Willson and McKee met in 1989-1990 in Arizona. Willson said he had played different kinds of music – folk, country.
“Kim had always played Celtic music in different levels from way back,” Willson said.
“I’ve pretty much been a musician my whole life,” McKee said.
When they first started, the two had an agent who suggested they could perform music at a deeper level – by doing educational workshops. That agent happened to be Peg Furshong, who lives in the Granite Falls area. Back then, she was in Montana, Willson said.
“She just helped us out over the years getting our act together,” Willson said.
The two sing, along with playing a variety of instruments, the Celtic harp, accordion, mountain dulcimer, Irish bouzouki, bagpipes, bodhran and guitars.
“We’ve been traveling and doing this for 20-whatever years,” Willson said. “We do a lot of educational work, school residencies, even up to college level.”
“We never had any idea of doing it professionally,” McKee said. “It’s an interesting lifestyle, you have to make sacrifices.”
“It’s definitely a labor of love, that’s for sure,” McKee added.

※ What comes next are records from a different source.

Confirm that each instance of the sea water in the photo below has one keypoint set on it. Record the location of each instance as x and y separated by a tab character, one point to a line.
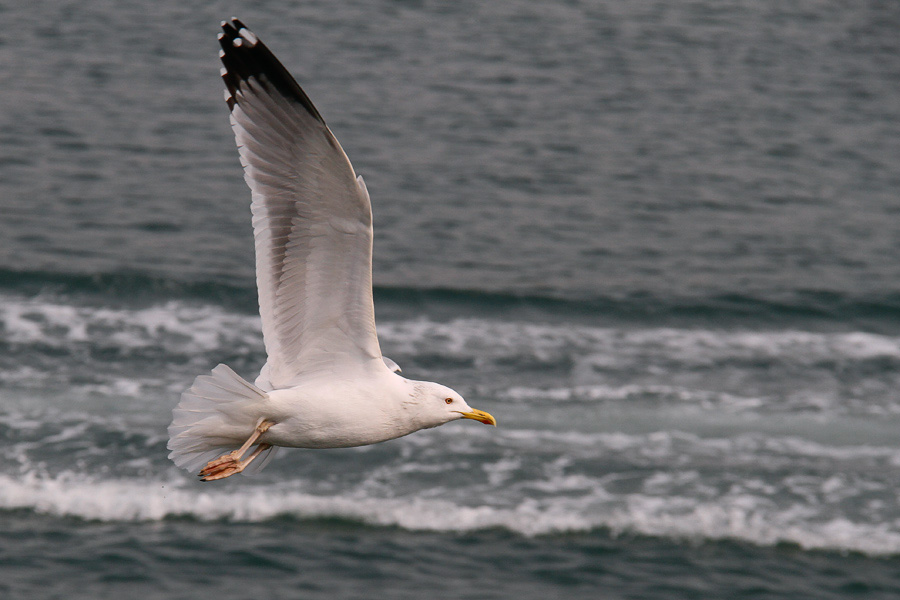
657	241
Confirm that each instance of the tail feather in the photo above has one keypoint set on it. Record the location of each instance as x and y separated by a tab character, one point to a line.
215	415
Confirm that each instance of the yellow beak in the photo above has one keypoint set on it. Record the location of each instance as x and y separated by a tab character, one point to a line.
481	416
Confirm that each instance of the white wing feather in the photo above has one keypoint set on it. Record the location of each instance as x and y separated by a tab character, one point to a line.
312	221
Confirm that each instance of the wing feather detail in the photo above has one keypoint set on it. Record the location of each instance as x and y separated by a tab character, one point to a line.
312	219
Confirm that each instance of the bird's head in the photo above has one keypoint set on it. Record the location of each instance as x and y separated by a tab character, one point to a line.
438	404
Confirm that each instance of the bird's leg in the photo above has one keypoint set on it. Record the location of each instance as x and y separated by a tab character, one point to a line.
231	463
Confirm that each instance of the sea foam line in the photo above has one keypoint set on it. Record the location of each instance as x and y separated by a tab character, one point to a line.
743	518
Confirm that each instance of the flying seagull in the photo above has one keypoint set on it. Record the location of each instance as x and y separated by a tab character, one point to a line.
325	383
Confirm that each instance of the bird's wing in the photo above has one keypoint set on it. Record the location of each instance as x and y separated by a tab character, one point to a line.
312	219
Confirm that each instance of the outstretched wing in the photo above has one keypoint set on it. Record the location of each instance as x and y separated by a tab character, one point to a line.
312	219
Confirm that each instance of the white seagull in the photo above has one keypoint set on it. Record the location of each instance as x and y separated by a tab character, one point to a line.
325	383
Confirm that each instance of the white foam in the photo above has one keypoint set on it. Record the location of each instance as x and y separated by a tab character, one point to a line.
740	517
174	325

The duo performs traditional Irish, Scottish and original acoustic music. Sometimes they will combine their roots with their Celtic heritage, Willson said.

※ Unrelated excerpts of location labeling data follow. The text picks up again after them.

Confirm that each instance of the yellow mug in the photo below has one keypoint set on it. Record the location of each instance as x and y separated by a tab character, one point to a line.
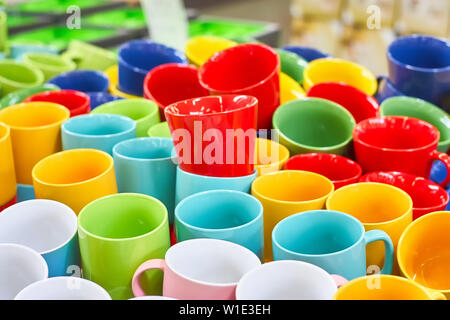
339	70
270	156
35	134
75	177
385	287
200	49
113	75
284	193
378	206
424	251
8	184
289	89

“We call it a Rocky Mountain Celtic,” Willson said.
The two have toured Scotland and Ireland, but they mostly perform in the western part of the United States.
McKee said that their concerts are not just them playing music to a group of listeners.
“I set it up in such a way that the whole concert is storytelling,” McKee said. She said she’ll talk about where the song is from, the landscape, the history. “I make sure when I start a song, people are ready for it.”
“We really appreciate hearing them (audience members) sigh, hearing them laugh,” McKee added.
“We tell a lot of stories about what we’re doing,” Willson said.
McKee said her songwriting stems from listening to history, especially about somewhere she’s been.
“Most of the songs I’ve written have to do with place,” McKee said.
The two also do dance workshops, teaching Ceili dance. They will be artists in residency at YME from Jan. 27-Feb.1 and will conduct a Ceili dance workshop from 6-7:30 p.m. Tuesday in the high school auditorium.